Now here is when stuff gets interesting. For two reasons

1) Meantion is made that they commonly feild most of their first company in TDA (no news there) however they have "widespread acces to rarer patterns of wargear such as Tartaros and Arkonak Tactical Dreadnaught Armour patterns, and wargear seldom found outside the hands of the honored chapters of the 1st founding, such as extensive squadrons of Storm Eagle gunships and ancient Spartan Assualt Tanks". 

So we already know that they have access to large stocks of new equipment. That was stated in IA 10 - never shown at image of them in Mk 8 PA which is interesting but its now revealed they have access to large amounts of Pre Heresy tech as well. Fuck my FW bill just got higher then...
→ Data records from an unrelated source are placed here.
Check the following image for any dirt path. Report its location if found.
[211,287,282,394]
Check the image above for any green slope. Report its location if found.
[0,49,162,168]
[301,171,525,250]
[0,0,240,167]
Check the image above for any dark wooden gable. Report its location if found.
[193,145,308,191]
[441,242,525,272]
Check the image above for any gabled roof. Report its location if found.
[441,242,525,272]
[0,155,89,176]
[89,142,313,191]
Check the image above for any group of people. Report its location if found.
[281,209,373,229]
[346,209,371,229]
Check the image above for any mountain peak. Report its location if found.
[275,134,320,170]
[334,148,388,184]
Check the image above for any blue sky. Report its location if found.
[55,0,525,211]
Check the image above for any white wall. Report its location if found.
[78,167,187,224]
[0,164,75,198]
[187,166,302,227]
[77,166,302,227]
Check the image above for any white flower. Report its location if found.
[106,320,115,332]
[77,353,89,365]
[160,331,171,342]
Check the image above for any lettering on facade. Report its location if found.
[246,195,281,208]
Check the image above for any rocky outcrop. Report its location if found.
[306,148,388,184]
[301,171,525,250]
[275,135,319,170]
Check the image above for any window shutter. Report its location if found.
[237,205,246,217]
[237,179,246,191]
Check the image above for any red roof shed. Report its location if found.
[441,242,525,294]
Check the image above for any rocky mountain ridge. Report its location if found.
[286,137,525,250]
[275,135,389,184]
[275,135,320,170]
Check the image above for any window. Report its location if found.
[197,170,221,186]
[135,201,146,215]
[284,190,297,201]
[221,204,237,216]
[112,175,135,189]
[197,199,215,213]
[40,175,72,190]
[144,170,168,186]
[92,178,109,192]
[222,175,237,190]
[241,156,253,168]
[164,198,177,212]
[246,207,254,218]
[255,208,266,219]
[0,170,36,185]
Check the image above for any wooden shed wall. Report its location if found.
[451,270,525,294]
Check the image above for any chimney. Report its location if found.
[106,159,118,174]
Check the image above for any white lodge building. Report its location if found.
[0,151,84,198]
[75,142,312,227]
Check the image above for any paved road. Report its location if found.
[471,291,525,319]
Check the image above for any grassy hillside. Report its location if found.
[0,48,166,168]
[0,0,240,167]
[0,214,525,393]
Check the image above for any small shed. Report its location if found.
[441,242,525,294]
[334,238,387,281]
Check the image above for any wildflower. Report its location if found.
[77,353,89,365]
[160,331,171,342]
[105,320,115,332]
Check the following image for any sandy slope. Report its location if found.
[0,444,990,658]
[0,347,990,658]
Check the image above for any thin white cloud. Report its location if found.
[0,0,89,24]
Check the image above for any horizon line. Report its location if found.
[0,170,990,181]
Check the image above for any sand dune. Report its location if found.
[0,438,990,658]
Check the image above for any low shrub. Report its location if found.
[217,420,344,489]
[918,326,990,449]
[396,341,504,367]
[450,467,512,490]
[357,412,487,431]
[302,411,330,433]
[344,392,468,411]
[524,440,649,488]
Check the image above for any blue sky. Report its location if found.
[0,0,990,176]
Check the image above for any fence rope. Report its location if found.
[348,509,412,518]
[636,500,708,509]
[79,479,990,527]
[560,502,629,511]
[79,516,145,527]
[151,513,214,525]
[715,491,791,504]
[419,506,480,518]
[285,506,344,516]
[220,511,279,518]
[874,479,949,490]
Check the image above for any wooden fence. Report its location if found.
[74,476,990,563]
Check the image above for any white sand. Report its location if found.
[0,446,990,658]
2) The image shows a new type Predator Executioner. Plasma with heavy bolter sponsons. At first I thought it was Deimos pattern turret but after staring at it for a while I don't think it is. It appears to have some sort of extra armor on the turret or its an alternative turret. There is some odd sight thing on top and it does a Demios pattern front hull. The mini to the right of it is NOT a new mini for the Minotaurs I don't think. It might be but it appears to be a conversion of the Ultramarines Chapter Champion from the Marnus Calgar set. He is converted to be holding a round sheild with possible Minotaurs icongraphy (could be Molocs) and a power spear made from a DA power sword. 

Alan Bligh also mentions "new Minotaurs stuff" - probably these "Arkonak" TDA mentioned above. SHINY!!!!!!! 

Anyway thats all the info I managed to pull from it in regards to the Minotaurs.

On an none Minotaurs related note - anybody else think that new Cron speeder thing looks like Darth Mauls Speeder bike from Phantom Menace?


----------



## Archon Dan (Feb 6, 2012)

I must remember to thank Forge World for this awesome early birthday present. Each time I see something new about IA12, I just want it more.


----------



## falcoso (Apr 7, 2012)

This may be the first IA book that I actually buy, it looks really good, how much are they normally?


----------



## maelstrom48 (Sep 5, 2012)

Must not... collect... Minotaurs...


----------